Le jeu de l’offre et la demande
Dimanche 18 juillet, face à l’urgence de la situation, le ministre du Commerce et de l’Industrie Souleymane Diarrassouba a tenu à apporter quelques éclaircissements, affirmant au cours d’une conférence de presse que le gouvernement veille au bon encadrement des prix. “On a mis en place des procédures, de telle sorte qu’on ne souhaite pas gêner le marché, mais la protection du consommateur n’est pas négociable. Nous avons les instruments juridiques pour le faire qui nous permettent d’agir pour faire face au défi du mouvement consumériste”.
Pour Koizan Kablan Aimé, directeur général du Commerce intérieur, “le prix des denrées alimentaires (…) varie selon la loi de l’offre et de la demande”. “Les prix sont fixés par le jeu de la concurrence”, poursuit-il. Pour autant, conformément à l’article 3 de l’Ordonnance de 2013 relative à la concurrence, “le gouvernement peut réglementer les prix des biens, produits et services” en cas de dysfonctionnement du marché, dans le respect de la transparence.

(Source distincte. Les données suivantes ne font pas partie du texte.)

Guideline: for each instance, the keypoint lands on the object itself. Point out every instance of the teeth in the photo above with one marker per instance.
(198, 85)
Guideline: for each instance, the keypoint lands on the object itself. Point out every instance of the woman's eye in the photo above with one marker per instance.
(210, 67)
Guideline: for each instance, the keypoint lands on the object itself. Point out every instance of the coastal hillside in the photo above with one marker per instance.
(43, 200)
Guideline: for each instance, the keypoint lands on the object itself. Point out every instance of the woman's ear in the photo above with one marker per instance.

Ce phénomène avait déjà été observé en 2017, lorsque le gouvernement a plafonné le prix de quelques produits essentiels, à l’instar du riz, de l’huile, ou encore du ciment, après une période de forte spéculation. Trois ans plus tard, avec la crise sanitaire du Covid-19, l’exécutif prend de nouvelles mesures pour fixer le prix du gel hydroalcoolique et ainsi atténuer les effets des fluctuations.

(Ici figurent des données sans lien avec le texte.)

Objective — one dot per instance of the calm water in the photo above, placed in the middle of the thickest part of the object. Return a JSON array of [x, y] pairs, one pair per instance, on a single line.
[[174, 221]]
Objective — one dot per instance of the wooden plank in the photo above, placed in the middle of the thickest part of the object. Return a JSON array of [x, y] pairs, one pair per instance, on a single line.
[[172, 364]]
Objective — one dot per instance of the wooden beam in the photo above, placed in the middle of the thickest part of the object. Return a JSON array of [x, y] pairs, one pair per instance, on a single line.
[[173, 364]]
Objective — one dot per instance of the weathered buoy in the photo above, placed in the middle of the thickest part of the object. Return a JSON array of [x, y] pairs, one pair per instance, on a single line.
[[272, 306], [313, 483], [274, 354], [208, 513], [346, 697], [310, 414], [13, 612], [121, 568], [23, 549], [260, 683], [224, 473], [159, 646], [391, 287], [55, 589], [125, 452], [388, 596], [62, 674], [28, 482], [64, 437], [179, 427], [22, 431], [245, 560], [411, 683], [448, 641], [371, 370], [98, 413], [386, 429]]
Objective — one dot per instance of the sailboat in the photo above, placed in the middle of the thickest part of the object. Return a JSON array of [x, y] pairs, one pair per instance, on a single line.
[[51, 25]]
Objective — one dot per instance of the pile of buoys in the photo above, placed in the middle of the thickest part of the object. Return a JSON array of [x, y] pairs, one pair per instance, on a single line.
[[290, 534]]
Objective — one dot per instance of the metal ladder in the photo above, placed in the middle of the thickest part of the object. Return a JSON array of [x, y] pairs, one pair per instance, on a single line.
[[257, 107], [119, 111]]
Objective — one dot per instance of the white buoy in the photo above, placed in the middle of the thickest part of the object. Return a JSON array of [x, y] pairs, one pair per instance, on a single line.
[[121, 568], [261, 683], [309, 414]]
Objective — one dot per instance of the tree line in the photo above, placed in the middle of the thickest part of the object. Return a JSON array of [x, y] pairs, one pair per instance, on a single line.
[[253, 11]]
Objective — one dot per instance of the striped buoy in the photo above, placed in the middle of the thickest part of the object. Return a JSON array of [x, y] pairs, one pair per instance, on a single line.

Mais ce n’est pas tout. Afin de promouvoir au mieux la transparence des prix, Koizan Kablan Aimé propose trois mesures : affichage des prix du marché directement chez les distributeurs ; assurance de conditions de ventes équitables pour l’ensemble des acteurs économiques ; mise à disposition des barèmes de prix. De quoi servir d’exemple aux autres pays de la région.
Un phénomène mondial
L’inflation en Côte d’Ivoire n’est pas un cas isolé, bien au contraire. Dans la ville béninoise de Parakou, les habitants espèrent des solutions. “Le prix du sac de 100 kg de piment qu’on prenait à 20 000 F ou 25 000 F est actuellement à 55 000 CFA sur le marché. Tous les produits vivriers ont augmenté de prix. L’huile qui était à 15 000, ça augmente de jour en jour de 1 000 F, 2000, 3000… C’est le cas aussi de la farine”. Même son de cloche en République Démocratique du Congo, au Nigéria, au Togo, au Burkina Faso… la liste est malheureusement longue. La hausse des prix dans les pays sud-sahéliens s’accompagne également d’une baisse des exportations (tomates du Burkina Faso, oignons en provenance du Niger, etc), ayant de facto un impact sur les montants de certains produits en Côte d’Ivoire.

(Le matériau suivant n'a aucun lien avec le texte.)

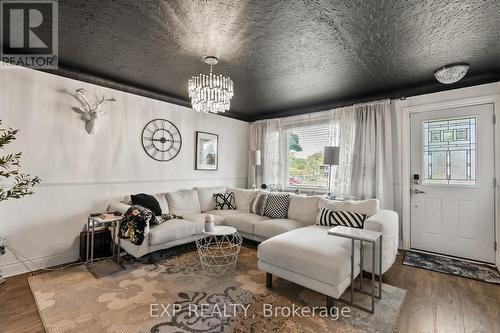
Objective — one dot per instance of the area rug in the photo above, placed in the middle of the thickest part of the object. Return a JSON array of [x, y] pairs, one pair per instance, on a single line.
[[452, 266], [174, 295]]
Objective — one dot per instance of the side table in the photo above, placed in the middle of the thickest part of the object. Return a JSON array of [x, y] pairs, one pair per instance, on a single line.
[[106, 266], [362, 235]]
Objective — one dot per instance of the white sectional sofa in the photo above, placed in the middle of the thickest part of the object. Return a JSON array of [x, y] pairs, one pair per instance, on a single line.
[[299, 227]]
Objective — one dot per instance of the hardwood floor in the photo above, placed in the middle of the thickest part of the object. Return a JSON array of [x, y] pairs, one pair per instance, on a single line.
[[434, 302]]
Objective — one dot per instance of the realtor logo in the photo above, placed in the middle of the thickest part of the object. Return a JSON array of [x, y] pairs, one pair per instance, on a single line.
[[29, 35]]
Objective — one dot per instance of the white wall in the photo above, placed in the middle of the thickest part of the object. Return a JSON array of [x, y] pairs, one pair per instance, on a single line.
[[82, 173]]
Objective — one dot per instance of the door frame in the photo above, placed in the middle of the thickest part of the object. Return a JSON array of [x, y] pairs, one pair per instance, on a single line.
[[410, 106]]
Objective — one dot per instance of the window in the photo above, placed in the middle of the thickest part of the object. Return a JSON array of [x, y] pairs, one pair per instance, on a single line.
[[450, 151], [305, 155]]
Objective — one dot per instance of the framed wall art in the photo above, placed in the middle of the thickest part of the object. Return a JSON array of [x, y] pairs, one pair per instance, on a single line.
[[207, 151]]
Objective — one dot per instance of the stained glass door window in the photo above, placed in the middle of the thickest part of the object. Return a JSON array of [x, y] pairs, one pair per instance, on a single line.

Cette inflation s’observe à l’échelle mondiale et s’explique par plusieurs facteurs, rappelle le directeur général du Commerce intérieur de la Côte d’Ivoire. Depuis le début de l’épidémie de Covid-19, les augmentations observées sur le marché international sont de l’ordre de 20 à 60% sur les principaux produits (céréales, riz, farine, oléagineux, etc). En outre, les tarifs de fret ont également augmenté de 20 à 30% et pour couronner le tout, le changement climatique (faible pluviométrie, sécheresse) affecte de manière significative les cultures et l’approvisionnement des produits. Par conséquent, la baisse de l’offre s’accompagne fatalement de tensions plus prononcées sur les prix de certains produits. Un sujet de société au cœur des préoccupations politiques actuelles.